Hello, my friends. In my March 12th post, I told you that we have been dealing with unhappy things and that I would update you when I could.
I must report that our beloved cat, Scipio, has died due to an unexpected illness.
You may recall that our other cat, Leah, passed away in January at age 17, of cancer. Her passing was expected.
Scipio, however, was only 6 years old, in the prime of his life. In early March, he suddenly became very sick, and was diagnosed with Feline Infectious Peritonitis (FIP). He passed away this past Monday.
I have kept cats all my life but had never heard of this disease, FIP. Most cat keepers that I know have also not heard of it unless they too lost a cat to it. That’s why I’m telling you about it today. If you keep cats, please, make sure you are educated about FIP, and please share this information with anyone you know who keeps cats.
FIP is caused by – supreme irony – a feline coronavirus. This cat-specific virus is no threat to humans, but it is common among cats, especially in crowded multi-cat environments. For the huge majority of cats, it will cause no more than the occasional cold or digestive upsets, but in a small number of cats, it can mutate into a variant that can trigger FIP, which is always fatal. This is what happened to our Scipio.

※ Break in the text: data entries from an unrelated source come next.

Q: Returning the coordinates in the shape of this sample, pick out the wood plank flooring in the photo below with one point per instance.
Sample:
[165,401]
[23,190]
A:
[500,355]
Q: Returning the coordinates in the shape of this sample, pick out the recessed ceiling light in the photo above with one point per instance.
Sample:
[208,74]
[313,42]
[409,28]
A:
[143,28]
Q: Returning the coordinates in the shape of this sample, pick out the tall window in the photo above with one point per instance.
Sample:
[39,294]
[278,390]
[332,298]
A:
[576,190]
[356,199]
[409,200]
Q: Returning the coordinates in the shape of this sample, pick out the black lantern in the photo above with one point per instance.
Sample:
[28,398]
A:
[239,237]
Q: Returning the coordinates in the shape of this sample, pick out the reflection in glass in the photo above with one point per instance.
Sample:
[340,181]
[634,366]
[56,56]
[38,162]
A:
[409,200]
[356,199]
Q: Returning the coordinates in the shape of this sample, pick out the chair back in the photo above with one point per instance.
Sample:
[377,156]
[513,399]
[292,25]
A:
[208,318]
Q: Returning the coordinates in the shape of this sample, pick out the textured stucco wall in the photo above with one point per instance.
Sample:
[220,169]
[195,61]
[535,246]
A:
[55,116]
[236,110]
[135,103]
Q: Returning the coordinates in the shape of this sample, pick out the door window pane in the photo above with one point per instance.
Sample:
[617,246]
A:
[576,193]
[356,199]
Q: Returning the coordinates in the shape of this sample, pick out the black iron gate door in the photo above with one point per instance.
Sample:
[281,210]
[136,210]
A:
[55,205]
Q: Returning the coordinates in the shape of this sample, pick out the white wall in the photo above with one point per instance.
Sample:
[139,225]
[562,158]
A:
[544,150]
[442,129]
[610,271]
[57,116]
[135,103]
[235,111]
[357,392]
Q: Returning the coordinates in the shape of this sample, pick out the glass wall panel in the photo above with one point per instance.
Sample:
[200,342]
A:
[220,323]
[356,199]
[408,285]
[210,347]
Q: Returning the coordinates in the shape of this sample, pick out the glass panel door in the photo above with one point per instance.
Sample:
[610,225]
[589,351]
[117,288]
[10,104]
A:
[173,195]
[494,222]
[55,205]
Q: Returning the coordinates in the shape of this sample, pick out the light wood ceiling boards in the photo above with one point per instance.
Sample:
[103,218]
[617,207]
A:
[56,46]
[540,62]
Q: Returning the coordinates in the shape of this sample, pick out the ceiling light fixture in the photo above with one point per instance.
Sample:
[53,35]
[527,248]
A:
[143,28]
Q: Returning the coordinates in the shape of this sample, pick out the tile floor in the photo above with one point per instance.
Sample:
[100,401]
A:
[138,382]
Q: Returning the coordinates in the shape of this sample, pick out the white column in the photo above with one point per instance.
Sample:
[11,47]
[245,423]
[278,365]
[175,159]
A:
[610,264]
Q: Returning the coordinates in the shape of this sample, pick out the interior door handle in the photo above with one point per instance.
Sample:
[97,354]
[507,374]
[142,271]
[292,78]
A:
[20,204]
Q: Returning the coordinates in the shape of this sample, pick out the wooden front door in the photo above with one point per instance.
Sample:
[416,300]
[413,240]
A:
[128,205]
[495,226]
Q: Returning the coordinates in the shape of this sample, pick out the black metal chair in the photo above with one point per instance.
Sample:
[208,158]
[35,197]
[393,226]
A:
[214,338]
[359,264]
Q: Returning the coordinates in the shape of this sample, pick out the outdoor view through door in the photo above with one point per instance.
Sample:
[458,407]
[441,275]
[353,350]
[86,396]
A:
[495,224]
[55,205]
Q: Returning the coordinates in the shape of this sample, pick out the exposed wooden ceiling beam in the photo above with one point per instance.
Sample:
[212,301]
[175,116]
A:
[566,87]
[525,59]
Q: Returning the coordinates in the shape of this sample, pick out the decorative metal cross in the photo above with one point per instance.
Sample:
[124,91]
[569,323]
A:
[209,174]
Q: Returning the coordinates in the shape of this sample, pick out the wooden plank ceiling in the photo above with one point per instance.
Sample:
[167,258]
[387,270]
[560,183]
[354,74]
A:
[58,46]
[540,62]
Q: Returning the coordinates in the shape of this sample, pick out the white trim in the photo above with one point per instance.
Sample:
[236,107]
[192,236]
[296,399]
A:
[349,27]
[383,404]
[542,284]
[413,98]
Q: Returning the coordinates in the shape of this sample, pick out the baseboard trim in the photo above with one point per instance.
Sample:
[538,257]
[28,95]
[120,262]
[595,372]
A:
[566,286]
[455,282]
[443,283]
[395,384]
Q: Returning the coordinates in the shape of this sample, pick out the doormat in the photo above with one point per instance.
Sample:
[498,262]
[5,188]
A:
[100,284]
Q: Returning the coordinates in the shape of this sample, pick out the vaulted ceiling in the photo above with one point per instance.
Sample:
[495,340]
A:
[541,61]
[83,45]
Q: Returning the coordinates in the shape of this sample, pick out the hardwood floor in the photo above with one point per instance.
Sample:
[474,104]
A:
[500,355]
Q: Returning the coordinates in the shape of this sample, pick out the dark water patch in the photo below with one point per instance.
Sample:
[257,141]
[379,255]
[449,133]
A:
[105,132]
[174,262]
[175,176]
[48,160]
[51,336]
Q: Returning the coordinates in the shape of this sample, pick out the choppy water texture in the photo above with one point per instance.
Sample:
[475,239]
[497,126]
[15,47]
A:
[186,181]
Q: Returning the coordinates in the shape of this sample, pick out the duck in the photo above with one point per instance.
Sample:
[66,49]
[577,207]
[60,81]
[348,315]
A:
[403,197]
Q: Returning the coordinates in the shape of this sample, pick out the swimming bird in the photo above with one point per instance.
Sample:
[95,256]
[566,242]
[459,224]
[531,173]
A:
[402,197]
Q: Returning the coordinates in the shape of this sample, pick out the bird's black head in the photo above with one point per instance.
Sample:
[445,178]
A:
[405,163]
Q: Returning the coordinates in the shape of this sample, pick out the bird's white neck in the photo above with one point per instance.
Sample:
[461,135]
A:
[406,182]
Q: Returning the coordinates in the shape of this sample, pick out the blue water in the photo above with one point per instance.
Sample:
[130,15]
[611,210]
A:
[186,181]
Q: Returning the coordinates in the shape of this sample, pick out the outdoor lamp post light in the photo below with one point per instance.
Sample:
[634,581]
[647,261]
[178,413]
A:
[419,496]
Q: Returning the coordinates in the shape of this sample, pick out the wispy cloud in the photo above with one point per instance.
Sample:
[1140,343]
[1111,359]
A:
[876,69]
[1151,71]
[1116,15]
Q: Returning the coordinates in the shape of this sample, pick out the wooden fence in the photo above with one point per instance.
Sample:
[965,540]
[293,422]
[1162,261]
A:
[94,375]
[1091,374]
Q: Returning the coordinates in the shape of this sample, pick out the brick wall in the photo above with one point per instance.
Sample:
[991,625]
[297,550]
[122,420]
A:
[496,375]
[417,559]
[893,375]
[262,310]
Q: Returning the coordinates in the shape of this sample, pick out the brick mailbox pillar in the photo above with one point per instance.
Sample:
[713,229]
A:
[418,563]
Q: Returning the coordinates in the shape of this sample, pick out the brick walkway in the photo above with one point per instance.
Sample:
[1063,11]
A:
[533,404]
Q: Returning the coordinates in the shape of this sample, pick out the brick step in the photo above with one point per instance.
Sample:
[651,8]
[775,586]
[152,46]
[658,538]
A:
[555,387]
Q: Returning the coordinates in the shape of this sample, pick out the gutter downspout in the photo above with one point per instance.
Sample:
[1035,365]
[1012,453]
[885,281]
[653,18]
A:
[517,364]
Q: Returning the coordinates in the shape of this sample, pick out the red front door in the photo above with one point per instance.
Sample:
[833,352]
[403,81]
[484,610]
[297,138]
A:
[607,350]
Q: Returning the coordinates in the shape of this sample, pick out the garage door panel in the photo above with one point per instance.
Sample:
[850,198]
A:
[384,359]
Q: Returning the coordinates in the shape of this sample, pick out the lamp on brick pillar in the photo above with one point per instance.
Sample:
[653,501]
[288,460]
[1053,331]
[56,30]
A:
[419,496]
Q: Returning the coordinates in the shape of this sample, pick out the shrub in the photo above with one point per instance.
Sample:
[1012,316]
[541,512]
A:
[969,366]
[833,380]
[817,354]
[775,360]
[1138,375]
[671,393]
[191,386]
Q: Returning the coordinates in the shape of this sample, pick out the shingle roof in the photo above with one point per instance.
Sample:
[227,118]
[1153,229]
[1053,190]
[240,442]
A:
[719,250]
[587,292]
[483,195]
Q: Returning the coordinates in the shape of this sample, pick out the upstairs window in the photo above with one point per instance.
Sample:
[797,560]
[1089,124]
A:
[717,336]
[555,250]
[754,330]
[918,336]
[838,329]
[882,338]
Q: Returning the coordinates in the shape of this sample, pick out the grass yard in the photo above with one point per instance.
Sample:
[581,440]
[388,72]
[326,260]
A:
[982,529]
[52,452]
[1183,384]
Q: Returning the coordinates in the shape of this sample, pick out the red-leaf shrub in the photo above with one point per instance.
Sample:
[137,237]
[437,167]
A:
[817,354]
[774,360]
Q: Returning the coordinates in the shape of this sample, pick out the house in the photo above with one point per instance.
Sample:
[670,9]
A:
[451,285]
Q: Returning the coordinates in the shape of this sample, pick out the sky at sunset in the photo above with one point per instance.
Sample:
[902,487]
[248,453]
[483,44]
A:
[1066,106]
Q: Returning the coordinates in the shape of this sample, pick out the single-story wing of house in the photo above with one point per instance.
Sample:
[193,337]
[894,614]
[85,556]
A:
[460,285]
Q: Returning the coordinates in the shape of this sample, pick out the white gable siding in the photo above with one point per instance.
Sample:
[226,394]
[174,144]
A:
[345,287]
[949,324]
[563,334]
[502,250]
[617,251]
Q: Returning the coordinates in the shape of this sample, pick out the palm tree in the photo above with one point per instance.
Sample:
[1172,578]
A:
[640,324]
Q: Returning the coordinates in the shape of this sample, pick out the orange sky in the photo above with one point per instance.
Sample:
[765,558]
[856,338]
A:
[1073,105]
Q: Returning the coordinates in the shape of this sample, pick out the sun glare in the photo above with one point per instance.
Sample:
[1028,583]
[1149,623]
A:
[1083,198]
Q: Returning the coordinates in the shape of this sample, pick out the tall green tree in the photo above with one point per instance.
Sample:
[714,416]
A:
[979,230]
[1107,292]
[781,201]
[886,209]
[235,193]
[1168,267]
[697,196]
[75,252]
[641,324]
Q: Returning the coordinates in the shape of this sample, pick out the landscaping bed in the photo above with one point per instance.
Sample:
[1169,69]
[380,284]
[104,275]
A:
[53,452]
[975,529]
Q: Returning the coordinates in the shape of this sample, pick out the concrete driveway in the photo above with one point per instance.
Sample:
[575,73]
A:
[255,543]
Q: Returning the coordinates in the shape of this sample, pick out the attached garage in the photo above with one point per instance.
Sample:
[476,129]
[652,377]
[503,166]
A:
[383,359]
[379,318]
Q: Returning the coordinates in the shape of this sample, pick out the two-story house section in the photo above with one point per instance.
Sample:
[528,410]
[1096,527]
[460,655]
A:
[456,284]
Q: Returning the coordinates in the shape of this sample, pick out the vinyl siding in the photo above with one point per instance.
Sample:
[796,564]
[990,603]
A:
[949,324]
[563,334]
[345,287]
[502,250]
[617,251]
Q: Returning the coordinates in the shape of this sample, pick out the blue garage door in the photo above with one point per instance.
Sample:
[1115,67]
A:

Veterinary medicine is working on FIP and feline coronavirus. There is a promising experimental therapeutic drug for FIP, but it is not available yet in the US. Hopefully it will be soon. Likewise, work is being done to develop screening and a reliable vaccine for the feline coronavirus. In the meantime, prevention and good health are the only protections against this disease.
For your reference, here are the best of the articles I read for information about FIP. Also speak with your veterinarian about it.
Feline Infectious Peritonitis, by Tammy Hunter, DVM; Ernest Ward, DVM, VCA Animal Hospitals
Feline Infectious Peritonitis, brochure by the American Association of Feline Practitioners and the Cornell Feline Health Center, Cornell University, College of Veterinary Medicine
Feline Infectious Peritonitis (FIP), International Cat Care, a UK charitable organization
Feline Infectious Peritonitis, Katrin Hartmann, DVM, via PMC US National Library of Medicine, National Institutes of Health (long and technical)
Feline Infectious Peritonitis, Michelle L. Barry, DVM, via PMC US National Library of Medicine, National Institutes of Health
So we have lost both our darlings since January. We are utterly heartbroken and exhausted. I had promised you new work and art for sale, and I do have a selection of things in celebration of spring, but I have been preoccupied up to now.
Thank you for being patient and understanding.
Scipio Africanus Cutieus Patootieus Maximus was charming, funny, affectionate, and caring. He was the terror of all mice, but had only love for the rest of the world. He came to us at another time of mourning in our family, and healed our hearts with his gentle good humor and extreme cuteness. During his friend Leah’s illness, he stayed by her side, comforting her day and night. He is survived by his humans – me and my mom. He left us too soon, and we hope he has been reunited with Leah on the other side.